Lexus-Fahrer sind anders. Und das ist nicht böse gemeint. Aber es ist ein Fakt. Und das liegt vermutlich auch daran, dass ein Lexus immer auch ein wenig anders ist als die restlichen Mitbewerber im Segment. Noch ein Fakt: Kein anderer Hersteller setzt mehr Hybridmodelle im Premium-Segment um als Lexus! Und kein anderer Hersteller setzt derzeit auf ein derart extrovertiertes Design wie Lexus. Der neue Lexus RX macht da keine Ausnahme, er demonstriert die Eigenständigkeit, das “anders sein” – aber auf eine angenehme Art!
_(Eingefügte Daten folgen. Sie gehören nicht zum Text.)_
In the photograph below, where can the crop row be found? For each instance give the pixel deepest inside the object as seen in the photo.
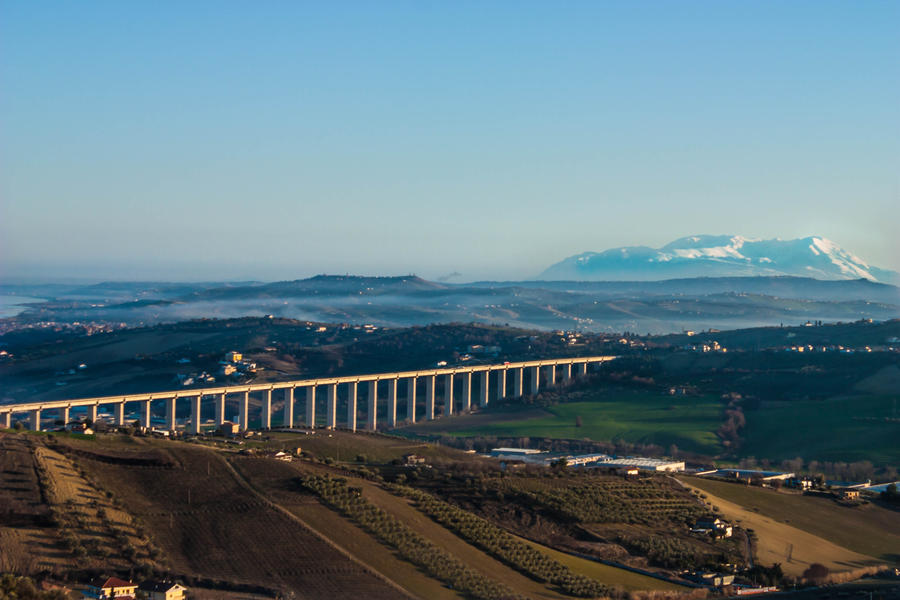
(503, 545)
(413, 547)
mein-auto-blog Test: Erste Fahrt im neuen Lexus RX

Turbo oder Hybrid? Hauptsache anders!

Mit dem neuen RX stellt Lexus bereits die vierte Generation des eigenen Premium-SUV vor. Bei mehr als  2.2 Millionen RX bislang und weltweit scheint das “Konzept” des “anderen Premium” durchaus auch aufzugehen. Wenngleich der RX in Deutschland eine Statistenrolle übernimmt. Und das trotz des extrem guten Preises. So kostet ein Lexus RX 400h mit 58.900 € gleich einmal knapp 10.000 € weniger als ein vergleichbarer BMW X5. Wobei der Münchner als Diesel-Darling angeboten wird und der RX als Hybrid. Bei der Systemleistung von 313 PS muss sich jedoch der RX-Fahrer nicht als Verlierer am Stammtisch fühlen. Dennoch. Der Lexus RX ist der Statist.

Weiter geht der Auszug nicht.